処置用機器に続き、年間1000億円以上を生産しているのが、画像診断システム(2680億円)、生体機能補助・代行機器(2660億円)、生体現象計測・監視システム(2280億円)、医用検体検査機器(1450億円)、歯科材料(1180億円)の5分野だ。

さて、ここにきて日本と韓国の政治的な関係はすこしくギクシャクしているが、有望市場の医療機器開発を日韓合同で行うというプロジェクトが先ごろスタートしている。この計画は、韓国江原地区から多くの完成品を出荷している医療機器の技術と、オリンパスの拠点である福島工場の医療機器部品・技術を融合して新しい医療機器を開発し、双方の国内市場に加え復調著しいアジア諸国への販路開拓をめざすものだ。

韓国の医療機器産業は、生産額2525億円、輸出1336億円、輸入2016億円の大幅な入超で、企業数は1958社。地域別では、京畿南部が32.9%、江原が15.1%を占める。地域別輸出比率はそれぞれ33.9%、22.5%。主な生産品は、超音波診断装置11.3%、歯科用インプラントと歯科合金14.3%、眼鏡レンズ/ソフトコンタクトレンズ8.2%など。

さて、日韓共同医療機器開発計画を進めるためには、両国の製品・技術をデータベース化しリンクすることが必要だ。その上で、パートナー企業の選定やマッチングを促進し、国際競争力のある製品の創出、完成品の日本市場進出のための認証取得、韓国の病院などへの市場開拓に取り組む。

そのプロセスとして、両国市場の各報告書の分析、技術動向の分析や関連する研究所への訪問、専門家の諮問、企業基礎資料の調査(HSコード別、産業分類別、技術分類別に完成品および部品企業調査、確信技術や特許の調査)を経て、マッチングデータベースの構築を行う。データベースには各国50社以上が登録し、その中から国際競争力が確保可能なモデル事業を一つ以上見出して、プロジェクトをスタートする考えだ。

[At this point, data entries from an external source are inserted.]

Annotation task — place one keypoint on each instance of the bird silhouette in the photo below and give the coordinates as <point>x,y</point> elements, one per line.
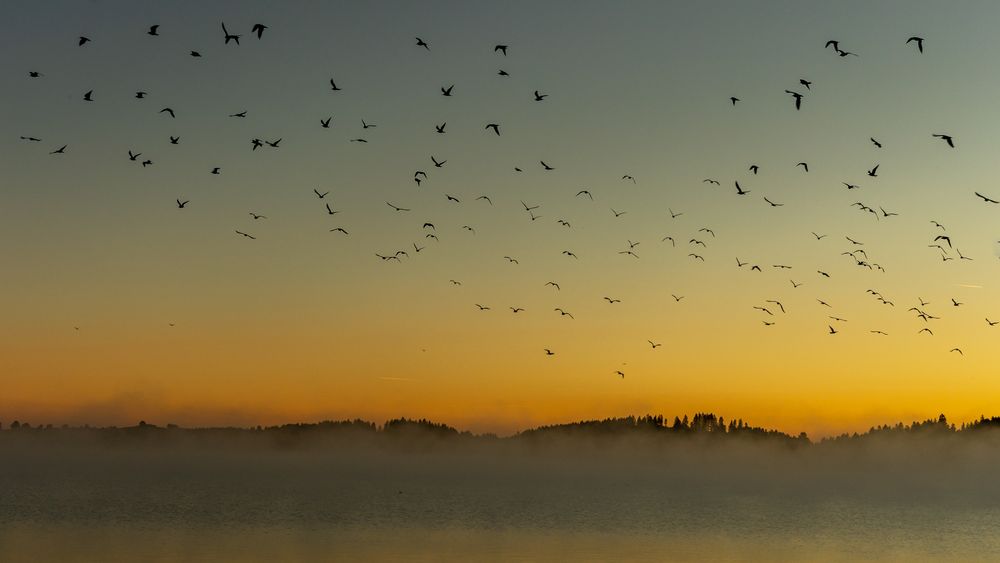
<point>798,99</point>
<point>229,36</point>
<point>946,138</point>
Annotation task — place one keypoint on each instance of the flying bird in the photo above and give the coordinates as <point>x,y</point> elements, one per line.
<point>946,138</point>
<point>229,36</point>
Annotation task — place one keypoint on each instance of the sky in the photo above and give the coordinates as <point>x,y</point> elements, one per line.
<point>117,305</point>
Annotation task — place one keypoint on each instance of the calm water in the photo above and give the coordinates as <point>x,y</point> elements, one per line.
<point>300,506</point>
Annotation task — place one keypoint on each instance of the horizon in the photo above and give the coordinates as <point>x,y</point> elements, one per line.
<point>120,303</point>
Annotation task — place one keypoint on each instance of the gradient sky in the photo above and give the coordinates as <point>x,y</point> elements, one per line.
<point>305,324</point>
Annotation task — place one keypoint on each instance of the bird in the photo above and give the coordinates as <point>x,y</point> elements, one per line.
<point>229,36</point>
<point>946,138</point>
<point>798,99</point>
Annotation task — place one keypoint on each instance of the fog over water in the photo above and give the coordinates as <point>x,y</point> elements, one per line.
<point>348,496</point>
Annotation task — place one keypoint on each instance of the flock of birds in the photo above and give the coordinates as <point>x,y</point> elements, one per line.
<point>855,251</point>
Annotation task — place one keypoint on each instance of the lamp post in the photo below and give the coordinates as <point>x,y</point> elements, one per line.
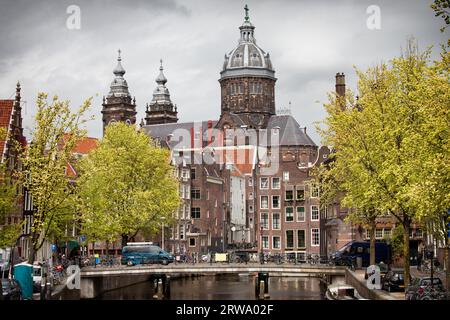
<point>233,229</point>
<point>162,232</point>
<point>262,252</point>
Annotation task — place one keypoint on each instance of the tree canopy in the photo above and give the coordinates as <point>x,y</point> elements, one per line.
<point>126,185</point>
<point>391,143</point>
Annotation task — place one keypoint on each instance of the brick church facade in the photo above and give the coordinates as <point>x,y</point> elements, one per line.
<point>263,199</point>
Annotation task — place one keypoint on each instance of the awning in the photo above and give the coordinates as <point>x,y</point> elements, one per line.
<point>333,223</point>
<point>72,244</point>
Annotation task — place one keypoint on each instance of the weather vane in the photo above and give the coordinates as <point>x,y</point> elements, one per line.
<point>246,13</point>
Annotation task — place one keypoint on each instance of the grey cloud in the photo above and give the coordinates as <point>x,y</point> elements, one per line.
<point>309,41</point>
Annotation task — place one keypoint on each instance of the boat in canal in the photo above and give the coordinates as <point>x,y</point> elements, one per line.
<point>342,292</point>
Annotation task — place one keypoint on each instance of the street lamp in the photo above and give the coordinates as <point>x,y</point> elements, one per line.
<point>162,232</point>
<point>262,252</point>
<point>233,229</point>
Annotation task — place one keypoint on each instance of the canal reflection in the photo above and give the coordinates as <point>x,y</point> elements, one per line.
<point>225,287</point>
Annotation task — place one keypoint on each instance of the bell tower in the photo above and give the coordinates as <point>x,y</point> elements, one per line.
<point>247,82</point>
<point>161,109</point>
<point>118,105</point>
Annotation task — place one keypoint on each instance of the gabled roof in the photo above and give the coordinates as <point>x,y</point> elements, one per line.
<point>82,148</point>
<point>162,132</point>
<point>6,110</point>
<point>290,132</point>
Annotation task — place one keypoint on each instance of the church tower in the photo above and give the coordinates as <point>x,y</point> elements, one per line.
<point>247,83</point>
<point>161,109</point>
<point>118,105</point>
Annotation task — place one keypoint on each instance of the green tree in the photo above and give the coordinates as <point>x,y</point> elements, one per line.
<point>442,9</point>
<point>381,141</point>
<point>8,197</point>
<point>126,185</point>
<point>56,131</point>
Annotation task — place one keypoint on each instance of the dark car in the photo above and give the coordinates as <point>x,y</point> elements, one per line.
<point>384,268</point>
<point>143,254</point>
<point>349,253</point>
<point>11,290</point>
<point>394,280</point>
<point>418,288</point>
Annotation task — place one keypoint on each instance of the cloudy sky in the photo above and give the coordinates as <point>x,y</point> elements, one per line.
<point>308,41</point>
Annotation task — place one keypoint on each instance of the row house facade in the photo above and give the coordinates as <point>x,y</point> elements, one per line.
<point>233,203</point>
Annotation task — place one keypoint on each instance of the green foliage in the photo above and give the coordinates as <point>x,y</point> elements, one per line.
<point>56,132</point>
<point>391,146</point>
<point>126,185</point>
<point>442,9</point>
<point>397,240</point>
<point>9,234</point>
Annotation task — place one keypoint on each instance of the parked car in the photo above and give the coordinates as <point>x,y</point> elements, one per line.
<point>394,280</point>
<point>384,268</point>
<point>11,290</point>
<point>144,254</point>
<point>37,278</point>
<point>349,253</point>
<point>418,288</point>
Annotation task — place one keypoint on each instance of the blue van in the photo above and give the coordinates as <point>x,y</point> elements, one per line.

こうした共同プロジェクトにより国際競争力のある製品が誕生すれば、企業の要求に応じたオーダーメード型ネットワーキングで製品開発期間の短縮化が可能になる。韓国企業にとっては世界医療市場2位の日本への輸出拠点の確立、日本企業にとっては医療機器モジュール、部品の韓国市場拡大が図れることになるのだ。さらに、中国医療機器企業との技術格差を広げられ、グローバルな大手医療機器メーカーの市場への参入が狙えると期待している。

このプロジェクトが発表されたのは、2012年11月に福島県郡山市で開催された「メディカルクリエーションふくしま2012」の席上であるが、出席していた日本の関係者のひとりはこうつぶやいていたのだ。「東日本大震災で大きな被害を受けた福島県と韓国との間で始まったこの医療機器プロジェクトは、非常に意義のあるものになるだろう。日本の痛みを共有してくれる韓国の温かい気持ちに感謝したい。そしてまた、ITの成熟化が明らかになっている現在、次の成長産業の筆頭格は医療機器であり、ここに日韓連合軍が共闘して戦うというのも面白い現象だ」。